There are things here in America that we often take for granted: Freedom of speech, a reasonably stable economy, Baseball, Apple Pie, our Interstate Highway System, the Bachelorette Reality TV Series and even toilet paper. Why toilet paper? Well, I have lived or worked in 14 different countries, and have traveled to another 5 or 6 and have to confess
that the American backside has it good.
When living in Argentina in the early 90’s, the expatriates living there referred to the local toilet paper as “60 grit” (a reference to a coarse grade of sandpaper). When available, the toilet paper there was waxy and coarse. At times, due in part to periods of hyperinflation, it was more comfortable to use 100 Austral bills in a public restroom than the toilet paper provided.
Since its first use in the sixth century AD, many improvements have been made to toilet paper. Here in the good old US of A, we have two-ply, three-ply, quilted, scented, and even colorfast. You can get hypoallergenic and dermatologist approved tissue, or even tissue infused with lotion, or aloe vera extracts.
On a side note, one distinct benefit to living in Argentina, however was the prevalence in bidets. If you haven’t used a bidet, I highly recommend that you try one out. No, they are not used to clean your shoes as was referenced in the first Crocodile Dundee movie.
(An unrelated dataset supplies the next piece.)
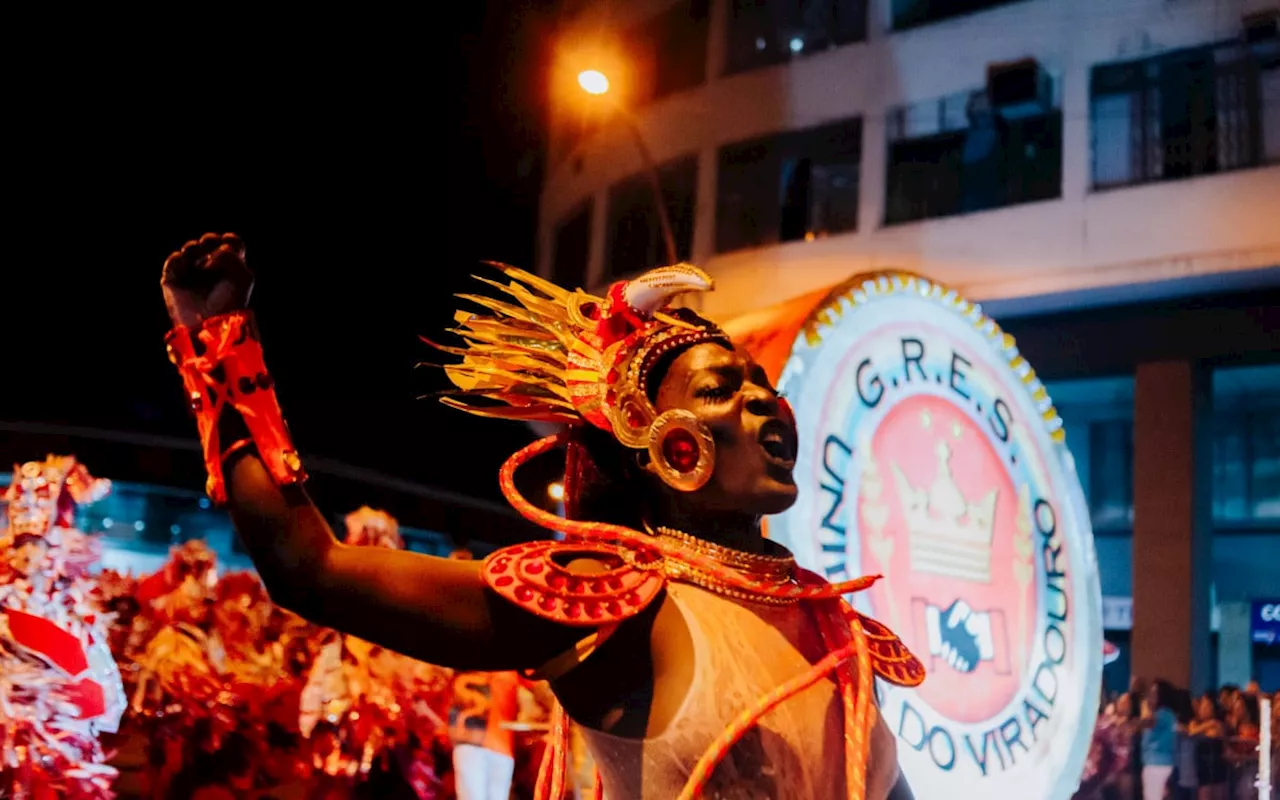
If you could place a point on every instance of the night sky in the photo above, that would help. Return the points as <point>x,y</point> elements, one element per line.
<point>370,164</point>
One word of advice from personal experience: Thoroughly familiarize yourself with the operation prior to using the bidet, especially the controls for hot and cold water and the height of the spray. Failure to do so could cause a burned back.
In addition to the obvious, there is another ingenious use for toilet paper in America: Rolling houses.
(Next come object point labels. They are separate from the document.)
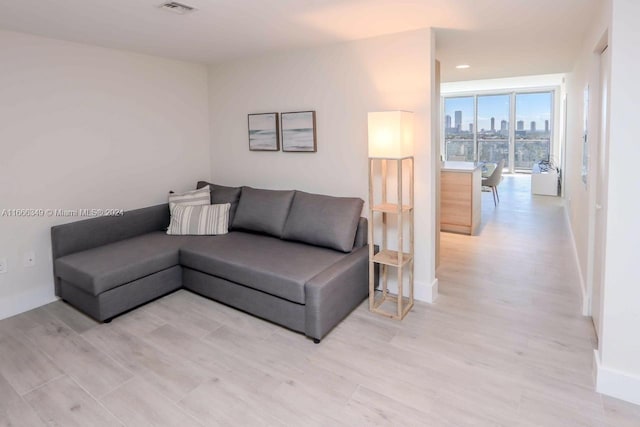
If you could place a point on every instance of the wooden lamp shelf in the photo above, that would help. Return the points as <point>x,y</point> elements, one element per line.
<point>381,301</point>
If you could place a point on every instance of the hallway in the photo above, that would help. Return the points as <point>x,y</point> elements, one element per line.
<point>515,289</point>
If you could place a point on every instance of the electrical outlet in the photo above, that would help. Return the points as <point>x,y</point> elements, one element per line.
<point>29,259</point>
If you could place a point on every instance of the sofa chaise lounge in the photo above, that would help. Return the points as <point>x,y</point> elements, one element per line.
<point>293,258</point>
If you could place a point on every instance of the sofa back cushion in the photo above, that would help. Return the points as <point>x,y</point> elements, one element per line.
<point>325,221</point>
<point>263,211</point>
<point>221,195</point>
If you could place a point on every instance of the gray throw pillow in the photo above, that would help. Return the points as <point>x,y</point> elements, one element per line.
<point>221,194</point>
<point>325,221</point>
<point>263,211</point>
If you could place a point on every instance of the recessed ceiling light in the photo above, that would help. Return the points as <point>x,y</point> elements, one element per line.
<point>175,7</point>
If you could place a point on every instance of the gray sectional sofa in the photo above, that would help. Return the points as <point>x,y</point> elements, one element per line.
<point>293,258</point>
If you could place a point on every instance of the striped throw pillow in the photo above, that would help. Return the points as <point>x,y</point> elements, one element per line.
<point>201,196</point>
<point>203,220</point>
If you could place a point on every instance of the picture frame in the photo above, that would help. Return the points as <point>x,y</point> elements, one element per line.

Basically you take the toilet paper and after starting to unwind the roll, you toss it high into trees with a spin. The paper gets caught in the trees, and unravels as it falls to the ground. It is amazingly difficult to clean up due to the fact that it is perforated. Pulling on it simply causes it to break off high into the tree.
Having had to clean up a lot of toilet paper in my yard during my high school years, I have learned an invaluable technique to getting it out of the trees: Light it on fire. The fire burns from one end up to the top of the tree, and goes out at the peak.
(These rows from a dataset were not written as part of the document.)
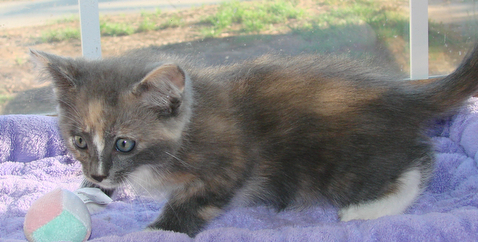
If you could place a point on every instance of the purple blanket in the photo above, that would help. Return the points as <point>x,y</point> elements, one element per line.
<point>34,161</point>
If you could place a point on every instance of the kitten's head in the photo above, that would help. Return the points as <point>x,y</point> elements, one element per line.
<point>118,116</point>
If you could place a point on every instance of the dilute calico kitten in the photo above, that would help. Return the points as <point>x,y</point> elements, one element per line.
<point>281,131</point>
Growing up, my father used to ration the toilet paper in the house. In order to reduce expenses, he also limited the number of our friends that could come in to use the bathroom. He was convinced that our friends were using more than the maximum “Four Squares Per Wipe” allowed, and that was why the toilet paper was being consumed at such a high rate. Truth is, my youngest sister was secretly pilfering and hoarding a roll at a time in order to go out at night with her girlfriends to decorate other people’s yards.
In the end, we Americans are getting blamed for damaging the economy through our need to take care of our backsides. Soft tissue paper apparently isn’t so soft on the environment. Is it eco-awareness on the part of the British, or is it Toilet paper envy?